What have those who still have their health lost to this pandemic? A sense of opportunity, for one; it goes beyond the simple withdrawal of the choice to leave the house, to see people, to watch films at the cinema, and enjoy new places. It is a deeply penetrating sense of diminishment, in which all that we love is being drained of its vitality, its lifeforce, and any activity we partake in will be in a (sometimes grossly) impoverished form. We have lost confidence. We have lost chance encounters, romances, our collective mental resilience; on a vast scale we experience heightened anxiety, uncertainty, and drooping energy levels. General wellbeing, spontaneity, capacity for conversation; all this has suffered. The psychology of confinement is in many ways worse than the material reality of it.

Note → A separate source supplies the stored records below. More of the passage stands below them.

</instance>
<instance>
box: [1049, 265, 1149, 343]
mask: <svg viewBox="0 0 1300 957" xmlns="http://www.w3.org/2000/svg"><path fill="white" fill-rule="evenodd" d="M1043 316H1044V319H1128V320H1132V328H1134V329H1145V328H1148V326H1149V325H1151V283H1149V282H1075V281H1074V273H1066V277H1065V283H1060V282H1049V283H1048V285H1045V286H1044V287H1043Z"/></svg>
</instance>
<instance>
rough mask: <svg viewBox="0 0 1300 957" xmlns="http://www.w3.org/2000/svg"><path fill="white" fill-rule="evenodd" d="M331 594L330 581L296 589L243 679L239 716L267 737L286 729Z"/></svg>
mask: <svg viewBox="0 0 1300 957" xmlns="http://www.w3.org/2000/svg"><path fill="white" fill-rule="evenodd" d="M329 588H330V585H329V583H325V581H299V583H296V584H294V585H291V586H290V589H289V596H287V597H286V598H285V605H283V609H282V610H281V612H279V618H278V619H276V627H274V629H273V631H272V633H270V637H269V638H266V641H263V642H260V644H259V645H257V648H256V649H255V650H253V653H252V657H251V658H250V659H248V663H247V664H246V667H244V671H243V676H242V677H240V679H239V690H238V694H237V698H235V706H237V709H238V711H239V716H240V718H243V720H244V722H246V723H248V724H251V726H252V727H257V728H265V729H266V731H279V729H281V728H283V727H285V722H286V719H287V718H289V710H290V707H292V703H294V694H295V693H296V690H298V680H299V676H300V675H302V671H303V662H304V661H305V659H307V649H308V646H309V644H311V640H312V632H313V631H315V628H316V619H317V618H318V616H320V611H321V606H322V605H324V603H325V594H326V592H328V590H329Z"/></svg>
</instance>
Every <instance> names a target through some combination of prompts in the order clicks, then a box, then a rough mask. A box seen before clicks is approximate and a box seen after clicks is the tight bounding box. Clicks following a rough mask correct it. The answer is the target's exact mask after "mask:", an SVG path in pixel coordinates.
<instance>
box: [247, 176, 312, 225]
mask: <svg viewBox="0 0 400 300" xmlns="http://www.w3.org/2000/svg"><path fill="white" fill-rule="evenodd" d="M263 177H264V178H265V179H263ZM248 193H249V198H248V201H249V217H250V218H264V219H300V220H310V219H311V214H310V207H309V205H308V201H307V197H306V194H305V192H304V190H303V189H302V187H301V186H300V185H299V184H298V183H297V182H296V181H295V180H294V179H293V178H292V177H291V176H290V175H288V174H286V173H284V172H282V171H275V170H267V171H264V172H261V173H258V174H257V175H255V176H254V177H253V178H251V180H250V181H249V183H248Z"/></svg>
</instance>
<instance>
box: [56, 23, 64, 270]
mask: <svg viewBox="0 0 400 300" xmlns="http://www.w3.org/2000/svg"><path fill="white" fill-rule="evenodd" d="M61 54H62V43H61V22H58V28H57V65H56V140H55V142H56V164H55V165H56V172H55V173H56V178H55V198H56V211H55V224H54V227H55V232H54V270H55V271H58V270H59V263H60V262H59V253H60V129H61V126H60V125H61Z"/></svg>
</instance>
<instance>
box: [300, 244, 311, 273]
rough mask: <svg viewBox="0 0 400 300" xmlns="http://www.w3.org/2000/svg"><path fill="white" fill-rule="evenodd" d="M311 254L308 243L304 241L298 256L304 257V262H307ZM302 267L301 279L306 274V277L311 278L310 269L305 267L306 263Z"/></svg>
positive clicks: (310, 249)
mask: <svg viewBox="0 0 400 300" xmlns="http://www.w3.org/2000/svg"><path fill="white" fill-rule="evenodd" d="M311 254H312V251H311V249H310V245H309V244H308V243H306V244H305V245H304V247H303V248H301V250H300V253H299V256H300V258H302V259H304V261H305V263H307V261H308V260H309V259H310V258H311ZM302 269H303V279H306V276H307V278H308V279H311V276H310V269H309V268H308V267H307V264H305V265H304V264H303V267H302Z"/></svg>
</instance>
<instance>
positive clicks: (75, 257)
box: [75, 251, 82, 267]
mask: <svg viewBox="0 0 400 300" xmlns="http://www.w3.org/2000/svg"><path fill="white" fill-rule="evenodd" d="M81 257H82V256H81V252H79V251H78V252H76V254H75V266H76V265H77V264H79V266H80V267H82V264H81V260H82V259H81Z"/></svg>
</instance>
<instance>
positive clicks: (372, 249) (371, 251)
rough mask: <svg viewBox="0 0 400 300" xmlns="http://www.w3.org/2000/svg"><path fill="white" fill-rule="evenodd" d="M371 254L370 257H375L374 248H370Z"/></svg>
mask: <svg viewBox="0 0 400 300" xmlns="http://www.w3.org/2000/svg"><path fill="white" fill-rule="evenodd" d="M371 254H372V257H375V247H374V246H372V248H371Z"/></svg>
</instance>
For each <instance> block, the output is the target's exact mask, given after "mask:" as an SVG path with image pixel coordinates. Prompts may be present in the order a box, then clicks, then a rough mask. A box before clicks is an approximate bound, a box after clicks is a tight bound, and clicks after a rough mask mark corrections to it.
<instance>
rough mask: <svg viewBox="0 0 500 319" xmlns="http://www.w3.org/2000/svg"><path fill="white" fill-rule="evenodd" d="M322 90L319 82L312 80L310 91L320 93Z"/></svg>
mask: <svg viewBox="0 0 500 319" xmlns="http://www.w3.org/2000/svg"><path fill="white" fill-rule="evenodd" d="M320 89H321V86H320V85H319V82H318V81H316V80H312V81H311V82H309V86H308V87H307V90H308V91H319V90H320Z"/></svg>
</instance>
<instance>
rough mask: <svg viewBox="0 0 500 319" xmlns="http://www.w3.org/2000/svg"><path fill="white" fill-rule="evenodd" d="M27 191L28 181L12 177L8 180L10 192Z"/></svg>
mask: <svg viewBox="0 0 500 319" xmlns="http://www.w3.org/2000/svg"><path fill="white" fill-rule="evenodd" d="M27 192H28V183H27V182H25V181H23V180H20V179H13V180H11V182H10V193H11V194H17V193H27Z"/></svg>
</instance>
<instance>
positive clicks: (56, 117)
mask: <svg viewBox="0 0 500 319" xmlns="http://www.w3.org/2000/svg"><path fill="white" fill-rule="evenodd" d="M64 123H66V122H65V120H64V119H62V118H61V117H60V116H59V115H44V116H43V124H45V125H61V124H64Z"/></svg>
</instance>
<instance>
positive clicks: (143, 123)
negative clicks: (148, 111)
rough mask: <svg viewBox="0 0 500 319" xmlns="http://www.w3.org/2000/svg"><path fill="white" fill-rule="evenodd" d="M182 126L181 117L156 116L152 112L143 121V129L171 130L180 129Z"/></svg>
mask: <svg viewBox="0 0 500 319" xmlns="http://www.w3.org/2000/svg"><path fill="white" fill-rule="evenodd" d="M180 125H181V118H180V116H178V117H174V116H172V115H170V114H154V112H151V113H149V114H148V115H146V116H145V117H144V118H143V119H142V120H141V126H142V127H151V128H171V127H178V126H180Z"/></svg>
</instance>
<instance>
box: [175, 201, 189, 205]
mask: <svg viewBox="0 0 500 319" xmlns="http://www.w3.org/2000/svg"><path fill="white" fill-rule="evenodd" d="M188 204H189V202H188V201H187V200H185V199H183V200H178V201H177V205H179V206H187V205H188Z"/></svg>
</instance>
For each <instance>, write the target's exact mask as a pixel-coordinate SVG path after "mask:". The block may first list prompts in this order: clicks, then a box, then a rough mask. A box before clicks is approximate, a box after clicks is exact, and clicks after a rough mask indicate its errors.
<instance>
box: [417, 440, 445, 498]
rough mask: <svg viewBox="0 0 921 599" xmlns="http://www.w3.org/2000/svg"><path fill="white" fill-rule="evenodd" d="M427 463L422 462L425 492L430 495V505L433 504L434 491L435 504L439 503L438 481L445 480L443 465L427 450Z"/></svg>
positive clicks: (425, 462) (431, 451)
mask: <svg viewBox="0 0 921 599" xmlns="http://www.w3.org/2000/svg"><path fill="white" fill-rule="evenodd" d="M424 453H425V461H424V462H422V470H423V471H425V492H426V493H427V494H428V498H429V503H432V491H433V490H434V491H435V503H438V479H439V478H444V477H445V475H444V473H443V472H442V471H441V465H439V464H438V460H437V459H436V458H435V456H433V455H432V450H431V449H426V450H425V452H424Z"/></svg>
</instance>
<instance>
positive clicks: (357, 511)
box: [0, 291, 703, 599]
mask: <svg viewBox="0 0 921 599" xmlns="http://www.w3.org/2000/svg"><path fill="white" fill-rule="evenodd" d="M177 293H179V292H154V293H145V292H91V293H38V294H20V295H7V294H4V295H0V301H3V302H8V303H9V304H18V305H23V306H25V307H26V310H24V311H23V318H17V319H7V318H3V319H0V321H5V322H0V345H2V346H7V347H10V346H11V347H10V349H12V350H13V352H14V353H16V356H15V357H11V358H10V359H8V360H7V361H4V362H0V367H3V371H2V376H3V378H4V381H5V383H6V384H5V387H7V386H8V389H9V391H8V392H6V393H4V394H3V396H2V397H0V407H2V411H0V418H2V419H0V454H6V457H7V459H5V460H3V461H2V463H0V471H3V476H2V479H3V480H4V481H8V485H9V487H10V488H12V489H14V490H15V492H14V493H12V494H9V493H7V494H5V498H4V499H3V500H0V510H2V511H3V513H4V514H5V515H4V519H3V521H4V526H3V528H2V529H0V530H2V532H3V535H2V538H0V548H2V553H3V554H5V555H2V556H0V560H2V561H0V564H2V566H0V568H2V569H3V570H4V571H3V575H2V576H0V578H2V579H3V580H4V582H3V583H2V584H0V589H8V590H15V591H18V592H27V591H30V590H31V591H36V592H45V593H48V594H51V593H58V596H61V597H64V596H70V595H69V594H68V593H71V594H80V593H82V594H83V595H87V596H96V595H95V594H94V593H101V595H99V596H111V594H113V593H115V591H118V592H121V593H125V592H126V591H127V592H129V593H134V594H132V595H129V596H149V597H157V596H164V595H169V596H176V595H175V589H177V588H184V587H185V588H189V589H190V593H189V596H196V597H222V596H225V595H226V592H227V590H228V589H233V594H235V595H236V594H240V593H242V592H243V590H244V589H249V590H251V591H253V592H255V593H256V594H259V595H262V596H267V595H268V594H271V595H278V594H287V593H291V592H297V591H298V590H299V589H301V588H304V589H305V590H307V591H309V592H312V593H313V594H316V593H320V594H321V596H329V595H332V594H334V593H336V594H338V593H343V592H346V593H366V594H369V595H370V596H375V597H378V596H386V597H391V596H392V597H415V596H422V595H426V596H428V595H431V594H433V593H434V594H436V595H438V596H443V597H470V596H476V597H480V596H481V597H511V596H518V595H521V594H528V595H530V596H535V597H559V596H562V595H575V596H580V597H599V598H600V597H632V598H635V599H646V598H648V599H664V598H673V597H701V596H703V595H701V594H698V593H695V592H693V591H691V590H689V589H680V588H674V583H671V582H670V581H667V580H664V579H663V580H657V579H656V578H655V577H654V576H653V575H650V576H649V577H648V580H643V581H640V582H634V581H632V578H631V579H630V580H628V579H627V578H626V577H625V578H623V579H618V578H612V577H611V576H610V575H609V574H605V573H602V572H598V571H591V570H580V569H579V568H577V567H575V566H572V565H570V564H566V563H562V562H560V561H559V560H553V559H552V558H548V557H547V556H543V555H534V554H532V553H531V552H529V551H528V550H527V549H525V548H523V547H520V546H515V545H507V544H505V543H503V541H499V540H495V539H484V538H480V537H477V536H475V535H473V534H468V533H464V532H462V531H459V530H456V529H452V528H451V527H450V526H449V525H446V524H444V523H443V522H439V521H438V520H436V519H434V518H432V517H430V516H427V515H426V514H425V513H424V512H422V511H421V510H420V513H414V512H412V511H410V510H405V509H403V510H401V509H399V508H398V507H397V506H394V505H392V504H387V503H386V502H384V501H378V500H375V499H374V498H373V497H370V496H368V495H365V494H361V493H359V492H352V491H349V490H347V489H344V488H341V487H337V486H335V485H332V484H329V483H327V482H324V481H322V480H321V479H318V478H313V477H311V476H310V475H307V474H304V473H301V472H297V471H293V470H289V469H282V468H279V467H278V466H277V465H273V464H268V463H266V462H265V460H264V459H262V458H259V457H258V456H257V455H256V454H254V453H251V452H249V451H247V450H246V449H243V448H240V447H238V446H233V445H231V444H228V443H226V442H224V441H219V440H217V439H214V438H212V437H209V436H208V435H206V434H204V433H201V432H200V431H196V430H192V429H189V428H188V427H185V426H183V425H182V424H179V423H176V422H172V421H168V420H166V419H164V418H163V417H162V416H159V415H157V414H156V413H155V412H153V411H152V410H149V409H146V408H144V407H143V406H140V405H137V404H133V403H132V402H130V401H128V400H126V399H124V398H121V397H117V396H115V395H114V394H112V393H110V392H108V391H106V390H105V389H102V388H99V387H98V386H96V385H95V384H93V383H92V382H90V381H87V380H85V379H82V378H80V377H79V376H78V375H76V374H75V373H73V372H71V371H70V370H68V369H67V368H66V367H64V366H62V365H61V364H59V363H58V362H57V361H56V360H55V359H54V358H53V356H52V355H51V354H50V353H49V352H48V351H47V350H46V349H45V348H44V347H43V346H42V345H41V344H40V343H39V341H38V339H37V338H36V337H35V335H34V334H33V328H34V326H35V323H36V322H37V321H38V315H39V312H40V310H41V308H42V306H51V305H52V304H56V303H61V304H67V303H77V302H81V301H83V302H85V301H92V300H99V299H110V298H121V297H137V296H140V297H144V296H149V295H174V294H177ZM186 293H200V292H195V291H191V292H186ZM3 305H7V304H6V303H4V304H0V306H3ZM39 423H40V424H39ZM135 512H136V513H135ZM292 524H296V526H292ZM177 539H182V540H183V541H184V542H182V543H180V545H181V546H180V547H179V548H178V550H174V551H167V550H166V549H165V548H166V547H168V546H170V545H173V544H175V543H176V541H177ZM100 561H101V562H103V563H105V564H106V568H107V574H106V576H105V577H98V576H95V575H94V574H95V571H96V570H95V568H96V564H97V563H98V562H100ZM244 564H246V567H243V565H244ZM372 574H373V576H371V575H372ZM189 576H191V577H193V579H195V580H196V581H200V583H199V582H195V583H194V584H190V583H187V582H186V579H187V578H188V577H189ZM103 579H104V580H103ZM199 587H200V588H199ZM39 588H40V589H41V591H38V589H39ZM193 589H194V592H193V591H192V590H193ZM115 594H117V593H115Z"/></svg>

Looking back, now six weeks in, I feel more than ever that Portugal was a good place to come to. I have been exposed to wonder: the fabled big waves at Nazaré, surfed by Maya Gabeira from Brazil. Today, I write from the heart of LX Factory, a place I almost stumbled upon and which delights me with its resemblance to Brick Lane in East London and Christiania in Copenhagen. It is made up of a jumble of sun-drenched cafés with wooden benches and gentle creeper plants, colourful murals, quirky record shops, and a wonderful bookshop with a dreamy open ceiling and a little coffee stall inside. The market is closed, but will hopefully reopen after COVID settles.
All told, I find myself reflecting on what happiness is, really. Certainly, happy moments can be strung together, like coloured lightbulbs over a scene, and that best characterises my state of mind for the past year or so. Yet truly, it is that flesh-level contentment I miss, that ongoing layering of self-confidence and inspiration that makes one burst spontaneously into a smile, or go around the house humming, or hug someone, or be always able to see the best in people, such is the feeling of overflowing positivity and abundance. It is feeling that you always have more to give, that there is always something else to see and do, that you can define your day by encountering one apt quote in a second-hand book. Nothing to prove, nowhere to go.